People v. Dukes, 146 Ill. App. 3d 790 (1986)

Aug. 7, 1986 · Illinois Appellate Court · No. 85—0465
146 Ill. App. 3d 790

THE PEOPLE OF THE STATE OF ILLINOIS, Plaintiff-Appellee, v. TERRY DUKES et al., Defendants-Appellants.

First District (4th Division)

No. 85—0465

Opinion filed August 7,1986.

*791Steven Clark, of State Appellate Defender’s Office, of Chicago (Kay L. Pick, of Winston & Strawn, of counsel), for appellants.
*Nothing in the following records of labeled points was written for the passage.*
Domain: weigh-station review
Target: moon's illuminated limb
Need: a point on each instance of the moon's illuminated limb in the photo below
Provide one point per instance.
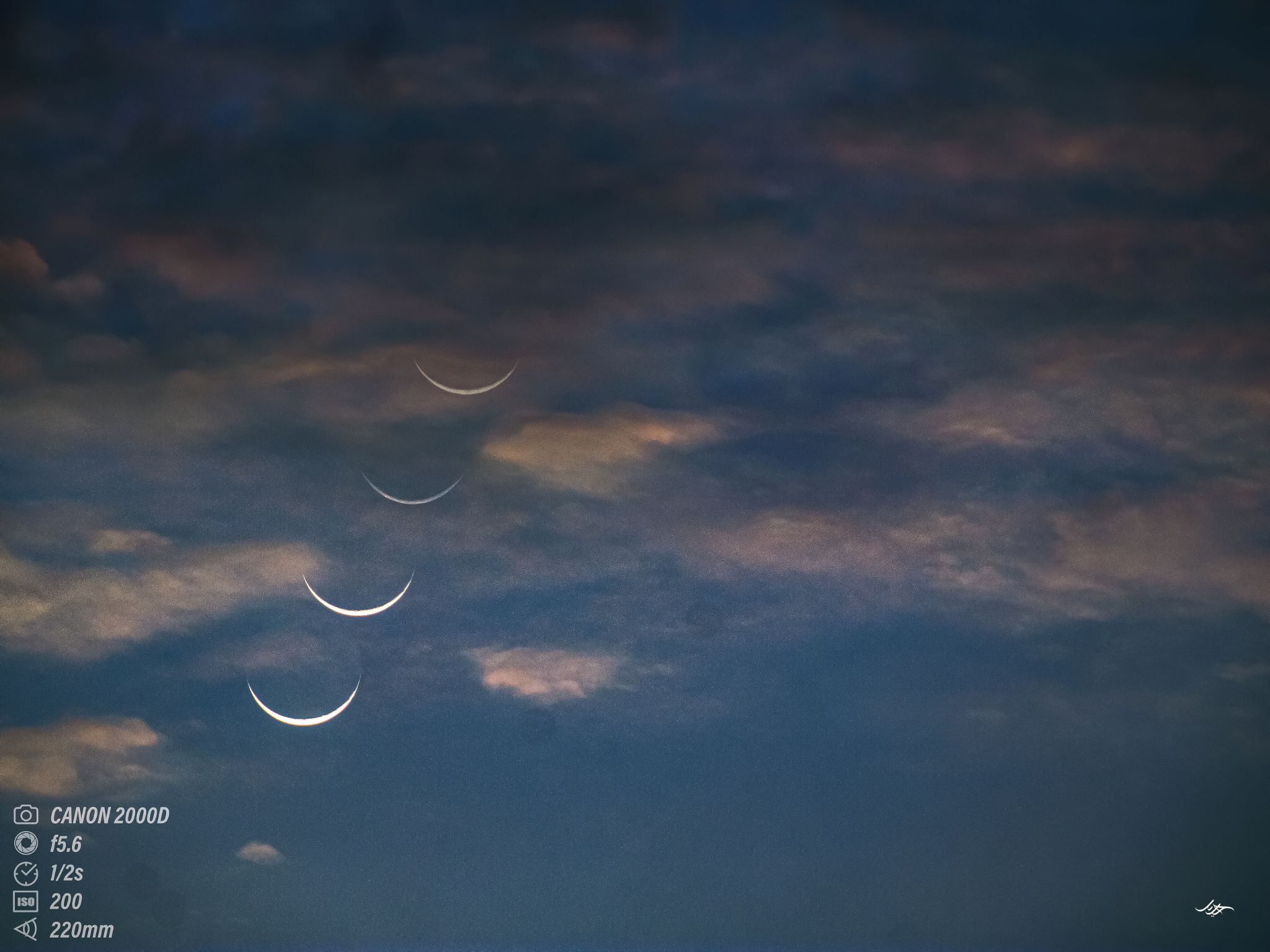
(412, 502)
(466, 393)
(305, 721)
(360, 612)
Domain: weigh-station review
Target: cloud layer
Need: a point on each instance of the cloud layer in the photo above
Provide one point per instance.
(76, 757)
(84, 613)
(546, 675)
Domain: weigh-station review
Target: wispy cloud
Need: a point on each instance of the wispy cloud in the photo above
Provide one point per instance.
(78, 755)
(1178, 550)
(597, 453)
(545, 675)
(84, 613)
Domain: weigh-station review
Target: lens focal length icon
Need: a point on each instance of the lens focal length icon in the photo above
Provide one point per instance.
(25, 843)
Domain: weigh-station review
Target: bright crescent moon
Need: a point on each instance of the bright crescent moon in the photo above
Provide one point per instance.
(358, 612)
(466, 393)
(413, 502)
(305, 721)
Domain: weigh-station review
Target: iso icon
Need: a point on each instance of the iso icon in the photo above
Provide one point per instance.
(25, 843)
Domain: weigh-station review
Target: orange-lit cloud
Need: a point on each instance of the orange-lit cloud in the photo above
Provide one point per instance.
(597, 453)
(546, 675)
(76, 755)
(84, 613)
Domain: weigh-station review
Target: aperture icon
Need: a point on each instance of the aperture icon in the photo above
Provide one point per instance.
(25, 843)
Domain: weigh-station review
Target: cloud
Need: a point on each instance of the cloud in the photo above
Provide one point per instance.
(280, 650)
(84, 613)
(597, 453)
(260, 853)
(350, 389)
(76, 755)
(1192, 395)
(1015, 145)
(20, 262)
(1189, 550)
(107, 541)
(545, 675)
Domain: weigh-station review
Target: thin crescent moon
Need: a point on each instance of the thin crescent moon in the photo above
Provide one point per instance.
(358, 612)
(466, 393)
(305, 721)
(412, 502)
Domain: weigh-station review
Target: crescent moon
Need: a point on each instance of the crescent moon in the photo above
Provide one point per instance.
(466, 393)
(305, 721)
(412, 502)
(358, 612)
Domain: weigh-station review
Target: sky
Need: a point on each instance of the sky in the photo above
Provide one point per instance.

Richard M. Daley, State’s Attorney, of Chicago (Joan S. Cherry, Peter D. Fischer, and Jane H. Miller, Assistant State’s Attorneys, of counsel), for the People.

JUSTICE JOHNSON

delivered the opinion of the court:

Defendants, Terry and Sylvester Dukes, were jointly tried before a jury in the circuit court of Cook County and convicted of arson (Ill. Rev. Stat. 1981, ch. 38, par. 20 — 1) and aggravated arson (Ill. Rev. Stat. 1981, ch. 38, par. 20 — 1.1(a)(1)). The trial judge entered judgment on the convictions and imposed on each defendant concurrent sentences of three years in the penitentiary for the arson conviction and six years for the aggravated-arson conviction. Defendants appeal, *792contending that (1) the State did not prove them guilty of arson and aggravated arson beyond a reasonable doubt, (2) the subsection of the aggravated-arson statute under which they were convicted is unconstitutional, (3) the improper admission of evidence probative of the aggravated-arson charge prejudiced their trial, and (4) they received ineffective assistance of counsel.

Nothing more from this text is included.